In 1994 SIDS declined from the second to the third leading cause of infant death, behind low birth weight and congenital anomalies, for the first time since 1980 (Gilbert-Barness & Barness, 1996). The American Academy of Pediatrics Task Force on Infant Positioning and SIDS in May of 1992 concluded that there was significant evidence to implicate the prone sleeping position as a risk factor for SIDS and began recommending that healthy and full-term infants be placed in the supine sleep position (Gilbert-Barness & Barness, 1996). This was the largest individual contribution to the decline in SIDS and accounted for 70% of that decline (Dwyer et al., 1995). During the period of 1983-1994 the diagnosis of SIDS was given to 61,882 infants. From 1983-1990 SIDS rates declined an average of 1.6% per year, whereas during 1990-1994 the rate decreased an average of 5.6% per year ("Decline in SIDS rates," 1997). This decrease is due in part to the recommendation to avoid prone sleeping and may reflect changes in the prevalence of known risk factors and changes in the diagnosis of SIDS ("Decline in SIDS rates," 1997; "Sudden infant death syndrome," 1996). The recommendation from the AAP was soon followed in June 1994 with the national public education "Back to Sleep" campaign (Klonoff-Cohen et al., 1995). This decision was based on epidemiological evidence from overseas where a 50% or more decrease in SIDS was observed by reducing the use of the prone position.
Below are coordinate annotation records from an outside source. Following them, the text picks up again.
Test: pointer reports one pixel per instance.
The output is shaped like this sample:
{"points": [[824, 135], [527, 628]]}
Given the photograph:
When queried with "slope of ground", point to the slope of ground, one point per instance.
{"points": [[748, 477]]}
Many parents were initially concerned that aspiration would occur if an infant were to spit up while sleeping in the supine position. This fear appears to be unwarranted and is actually less common in infants who do sleep on their backs (Gilbert-Barness & Barness, 1996). The danger of the prone position may also be compounded by excess clothing and bedding. It is possible for loose bedding to hollow out a pocket and force infants to rebreathe their own expired air which is high in carbon dioxide. An infant who cannot lift his head out of the pocket may suffocate (Gilbert-Barness & Barness, 1996; Mitchell, 1996). In 1994 the Consumer Product Safety Commission (CPSC) found that fluffy and loose bedding could trap toxic amounts of carbon dioxide ( Sandrick, 1997). That following year in 1995 the CPSC announced the results of their two year investigation of the relationship between SIDS and soft bedding. The study showed that as many as 30% of the 5,000 to 6,000 deaths diagnosed as SIDS each year are probably cases of suffocation brought about when an infant rebreaths their own expired air while sleeping face down on soft bedding. (Gilbert-Barness & Barness, 1996).